By and large, Kinshasa is in denial.

 

Kinshasa’s grievances against Kigali manifest in different forms; blaming Rwanda for backing the M23 rebels, accusing the latter for invading their country, and stealing Congolese minerals. The list is long. However, beyond these finger pointing games, the ongoing crisis in the troubled country is only fueled by bad leadership.

 

Since mid-September, clashes between two communities in Kwamouth, a small community in Maï-Ndombe Province north-east of Kinshasa, have left many people killed. An upsurge of inter-communal violence in Kwamouth has seen people chased and killed, houses and villages burnt to the ground, roadblocks set up to intercept perceived enemies. Thousands of people have fled their homes to the forest or crossed the Kwa river to find shelter in improvised sites in the Bolobo territory. The clashes seem to intensify despite attempts by authorities to deny it.

 

In Maï-Ndombe Province, inter-communal violence is not new and has caused the deaths of hundreds of people in just a few days. There is a very worrying pattern of attacks and revenge attacks which brings up a new flare-up of violence every time.

 

This begs the question: how can Rwanda be involved in DRC’s domestic matters – more than 2,000 kilometers away?

 

Advancing claims that Rwanda is supporting the M23 rebels to destabilized DRC does not hold. The rebels occupy territories in North Kivu Province. The territories occupied by the rebels are calm and free of violence.

 

While Kinshasa is busy accusing Kigali and focused on the M23 rebels, more than 521,000 Congolese refugees and more than 5.5 million internally displaced people from the country, are crying out for help, far away in the west. Many walked for days before reaching safety in Bandundu, the capital of Kwilu Province, 245 kilometers from Kwamouth town.

 

Why is Kinshasa not investing as much efforts in denouncing these crimes as it does with the M23 rebellion, and Rwanda?

 

Another element that strikes the wrong chord is the denial of a looming Genocide, against Congolese Tutsi happening in their country.

 

Addressing the United Nations Security Council on December 9, DRC’s Deputy Prime Minister and Minister of Foreign Affairs, Christophe Lutundula, alleged that ethnic cleansing and genocide are among the theories put forward by Rwanda to justify their aggression on his country.

 

This again shows how much the DRC government is in denial, and not ready to address its own problems, but is busy blame shifting.

 

However, what the head of Congolese diplomacy failed to address is that; since the 1990s ethnic tensions in southeastern DRC existed between the people of Katanga and Kasai, for years.

 

On November 30, the United Nations Special Adviser on the Prevention of Genocide, Alice Wairimu Nderitu, released a statement saying that the current violence is a warning sign of an eruption of a genocide, adding that the UN is deeply concerned about ongoing inter communal violence in Western DRC between the Suku, Mbala, Yansi, Songe, Luba, Kongo, Yaka and Teke ethnic communities.

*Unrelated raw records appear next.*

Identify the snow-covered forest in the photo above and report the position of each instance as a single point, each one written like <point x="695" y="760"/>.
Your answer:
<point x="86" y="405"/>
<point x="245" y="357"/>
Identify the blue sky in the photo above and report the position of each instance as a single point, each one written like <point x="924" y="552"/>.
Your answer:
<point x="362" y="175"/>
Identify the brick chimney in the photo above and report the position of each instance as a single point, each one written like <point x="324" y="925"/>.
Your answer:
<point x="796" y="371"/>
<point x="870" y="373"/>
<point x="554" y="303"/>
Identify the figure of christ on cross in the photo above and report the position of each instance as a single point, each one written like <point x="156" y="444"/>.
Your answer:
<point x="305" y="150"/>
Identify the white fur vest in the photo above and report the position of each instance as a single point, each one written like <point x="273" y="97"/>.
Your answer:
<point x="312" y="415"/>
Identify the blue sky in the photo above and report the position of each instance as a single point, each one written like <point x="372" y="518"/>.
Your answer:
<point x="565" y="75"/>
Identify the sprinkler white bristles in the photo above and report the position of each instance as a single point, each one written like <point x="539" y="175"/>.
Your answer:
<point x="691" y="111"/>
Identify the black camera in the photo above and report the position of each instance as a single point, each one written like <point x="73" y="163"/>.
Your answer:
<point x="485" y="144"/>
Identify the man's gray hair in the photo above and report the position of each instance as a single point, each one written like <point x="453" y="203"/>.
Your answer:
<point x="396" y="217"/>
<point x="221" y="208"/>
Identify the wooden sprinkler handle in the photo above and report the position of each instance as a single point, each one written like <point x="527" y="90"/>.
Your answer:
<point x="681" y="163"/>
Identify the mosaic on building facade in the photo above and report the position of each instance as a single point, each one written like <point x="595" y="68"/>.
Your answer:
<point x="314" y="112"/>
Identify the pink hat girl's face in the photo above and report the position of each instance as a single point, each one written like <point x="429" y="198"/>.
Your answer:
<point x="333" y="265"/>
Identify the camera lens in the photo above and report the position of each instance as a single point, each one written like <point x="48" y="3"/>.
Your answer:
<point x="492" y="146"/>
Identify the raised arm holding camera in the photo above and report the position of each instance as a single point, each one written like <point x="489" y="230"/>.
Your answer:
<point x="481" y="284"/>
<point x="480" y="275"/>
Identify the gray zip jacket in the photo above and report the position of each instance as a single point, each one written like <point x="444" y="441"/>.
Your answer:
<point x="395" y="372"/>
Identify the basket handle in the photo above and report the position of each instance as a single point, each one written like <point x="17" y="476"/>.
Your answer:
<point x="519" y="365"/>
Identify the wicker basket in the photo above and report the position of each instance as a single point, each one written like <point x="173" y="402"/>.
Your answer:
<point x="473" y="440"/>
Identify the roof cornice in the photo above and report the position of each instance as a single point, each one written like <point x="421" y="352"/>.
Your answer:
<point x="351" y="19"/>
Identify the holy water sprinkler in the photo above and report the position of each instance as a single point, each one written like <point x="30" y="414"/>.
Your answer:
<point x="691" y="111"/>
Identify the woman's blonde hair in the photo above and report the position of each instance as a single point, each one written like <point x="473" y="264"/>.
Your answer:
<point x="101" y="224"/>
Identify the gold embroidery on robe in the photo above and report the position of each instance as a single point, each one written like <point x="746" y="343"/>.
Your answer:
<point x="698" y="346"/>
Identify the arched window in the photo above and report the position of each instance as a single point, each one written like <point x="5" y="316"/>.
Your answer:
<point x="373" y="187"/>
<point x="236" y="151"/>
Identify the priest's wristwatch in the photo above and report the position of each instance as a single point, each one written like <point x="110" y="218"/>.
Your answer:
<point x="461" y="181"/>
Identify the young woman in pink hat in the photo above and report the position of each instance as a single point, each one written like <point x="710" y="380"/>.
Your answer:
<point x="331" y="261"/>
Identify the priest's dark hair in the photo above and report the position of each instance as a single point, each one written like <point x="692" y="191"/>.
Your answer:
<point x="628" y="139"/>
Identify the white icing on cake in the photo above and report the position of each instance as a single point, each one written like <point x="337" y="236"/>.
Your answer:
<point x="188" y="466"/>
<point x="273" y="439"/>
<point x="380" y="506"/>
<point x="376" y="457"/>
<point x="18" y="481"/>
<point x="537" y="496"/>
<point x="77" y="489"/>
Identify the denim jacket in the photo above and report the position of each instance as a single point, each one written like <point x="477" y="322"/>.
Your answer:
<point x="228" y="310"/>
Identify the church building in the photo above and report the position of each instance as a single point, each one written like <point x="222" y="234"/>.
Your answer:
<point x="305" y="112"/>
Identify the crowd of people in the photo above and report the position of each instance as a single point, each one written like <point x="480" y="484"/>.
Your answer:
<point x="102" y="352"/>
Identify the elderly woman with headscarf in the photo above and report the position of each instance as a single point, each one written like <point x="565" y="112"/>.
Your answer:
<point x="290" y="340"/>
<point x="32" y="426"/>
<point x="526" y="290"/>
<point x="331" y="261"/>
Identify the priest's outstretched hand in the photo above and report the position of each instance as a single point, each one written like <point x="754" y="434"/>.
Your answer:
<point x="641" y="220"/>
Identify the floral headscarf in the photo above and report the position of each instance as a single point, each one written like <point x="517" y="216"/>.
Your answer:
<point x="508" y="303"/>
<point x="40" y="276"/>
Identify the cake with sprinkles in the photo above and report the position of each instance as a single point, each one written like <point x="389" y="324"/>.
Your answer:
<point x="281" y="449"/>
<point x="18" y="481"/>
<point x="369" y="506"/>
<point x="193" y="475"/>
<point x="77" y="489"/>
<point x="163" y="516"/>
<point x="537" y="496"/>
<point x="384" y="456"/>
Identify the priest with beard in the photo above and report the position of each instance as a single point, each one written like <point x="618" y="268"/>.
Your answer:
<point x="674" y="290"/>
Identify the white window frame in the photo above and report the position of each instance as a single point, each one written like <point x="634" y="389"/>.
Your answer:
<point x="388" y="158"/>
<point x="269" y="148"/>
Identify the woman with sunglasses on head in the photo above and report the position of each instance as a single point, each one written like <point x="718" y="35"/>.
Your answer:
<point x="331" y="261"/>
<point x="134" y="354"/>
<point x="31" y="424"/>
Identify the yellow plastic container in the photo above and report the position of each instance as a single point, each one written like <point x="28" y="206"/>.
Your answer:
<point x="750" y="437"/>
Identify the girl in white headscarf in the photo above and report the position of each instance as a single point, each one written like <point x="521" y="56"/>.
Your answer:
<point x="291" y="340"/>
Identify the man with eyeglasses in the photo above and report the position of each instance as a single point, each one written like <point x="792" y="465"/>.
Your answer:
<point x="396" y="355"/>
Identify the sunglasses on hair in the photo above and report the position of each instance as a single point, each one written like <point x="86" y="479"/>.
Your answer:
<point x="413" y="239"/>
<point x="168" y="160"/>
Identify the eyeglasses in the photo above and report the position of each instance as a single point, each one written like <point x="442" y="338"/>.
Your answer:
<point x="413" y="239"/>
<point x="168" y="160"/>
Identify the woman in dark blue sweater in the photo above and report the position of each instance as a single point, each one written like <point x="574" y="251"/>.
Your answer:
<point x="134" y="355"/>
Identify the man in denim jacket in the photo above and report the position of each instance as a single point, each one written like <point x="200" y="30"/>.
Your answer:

People have been injured and killed, numerous homes looted and burned.

 

Genocide ideology was exported to DRC by the FDLR who are responsible for the 1994 Genocide against the Tutsi in Rwanda. But it is only prominent because ethnic tensions and hate speech have all along been an unpunished popular trend in DRC.

 

It is high time Kinshasa puts in place laws that prevent and punish genocide, war crimes and crimes against humanity. That will eliminate discrimination and combat impunity in all its forms.